Unfortunately her words kept floating around in my head all day long. That’s the way all of the best old sayings are they stick in your head whether you want them to or not. This one was a doozy. Eventually I decided this old saying meant I would have the same reputation as the friends I decide to hang out with, and therefore, at least in the minds of other people I would be the same as the people I hung out with. Thinking I had it worked out I told my mom and she said I had part of it right and then she explained that not only will you have the same reputation as your friends but in most cases you will make the same choices.
This is of course the kind of old people saying that young people hate. Young people want to believe they can run with any group they want but maintain their separate identity and more importantly make their own decisions. I didn’t care much for this saying and my mother had other sayings that were also designed it seemed to limit my freedom to associate with other people. Have you ever heard someone say “one bad apple can spoil the whole bunch.” Again, according to my mother’s way of thinking this means if there is one bad person in my peer group that could destroy all of us. Man that is harsh stuff and hard for a teenager to accept. My school was teaching tolerance and saying treat everyone the same, don’t be prejudice but my mama was saying “guard your heart.” That one she drug straight out of the Bible, now that is really getting old school.

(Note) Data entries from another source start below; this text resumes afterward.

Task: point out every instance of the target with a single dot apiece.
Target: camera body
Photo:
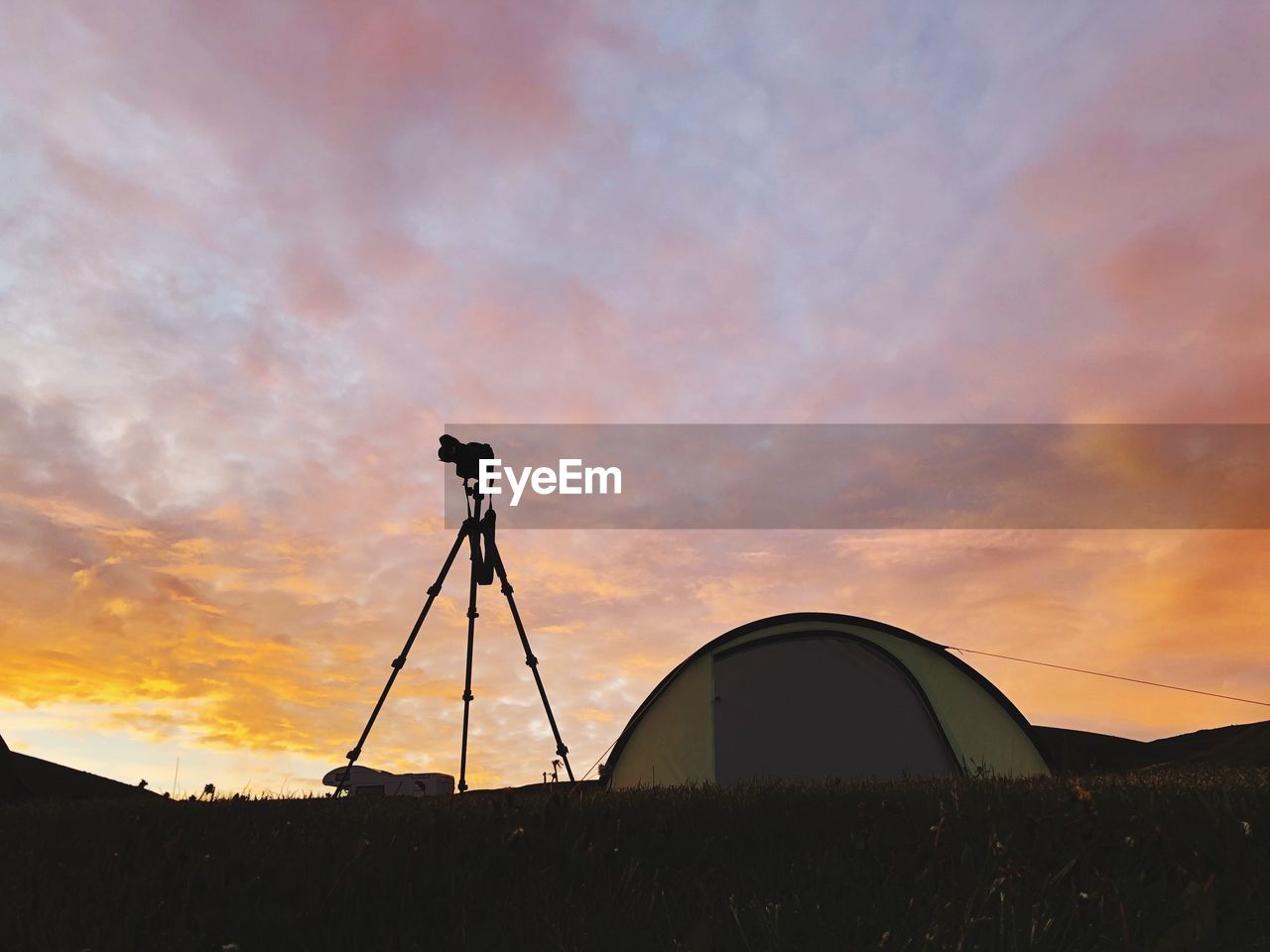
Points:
(465, 456)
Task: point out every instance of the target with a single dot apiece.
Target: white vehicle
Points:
(365, 782)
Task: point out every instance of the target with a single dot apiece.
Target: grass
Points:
(1153, 861)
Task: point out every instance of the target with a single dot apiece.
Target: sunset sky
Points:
(255, 255)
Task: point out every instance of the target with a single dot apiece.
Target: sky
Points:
(254, 257)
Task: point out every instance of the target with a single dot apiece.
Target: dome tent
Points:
(815, 696)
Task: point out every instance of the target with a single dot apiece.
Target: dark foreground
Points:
(1152, 861)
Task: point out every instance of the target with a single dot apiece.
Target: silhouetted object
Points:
(1083, 752)
(362, 780)
(45, 779)
(485, 562)
(10, 783)
(815, 696)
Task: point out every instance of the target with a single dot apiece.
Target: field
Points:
(1146, 861)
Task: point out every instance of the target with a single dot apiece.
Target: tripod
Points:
(479, 534)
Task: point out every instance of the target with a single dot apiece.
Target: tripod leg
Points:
(399, 661)
(493, 555)
(474, 538)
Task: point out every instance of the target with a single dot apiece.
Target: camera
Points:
(465, 456)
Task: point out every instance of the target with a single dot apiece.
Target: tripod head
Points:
(465, 456)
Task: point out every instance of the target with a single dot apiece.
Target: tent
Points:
(816, 696)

This really is one of the more difficult things we have to learn in life. Freedom of association is after all enshrined in the first amendment of the Bill of Rights and some of these old sayings have been used as a means of maintaining inappropriate class or racial barriers. On the other hand birds of a feather do in deed flock together. Deciding who to be friends with is not easy and sometimes we are not in a position to pick our friends. Sometimes events seem to conspire to place us together with other people.
I think all of these sayings serve to remind us that we are responsible for making positive decisions about our associations. We can be tolerant and open minded but we must also learn to say no and when to get up and leave. Not easy for an adult and perhaps impossible for a teen. The best we can probably hope for is to make our children stop and think about what they are doing and make deliberate and thoughtful decisions about whom they associate and under what circumstances.
Proverbs 4:23 says, “above all else, guard your heart, for everything you do flows from it.”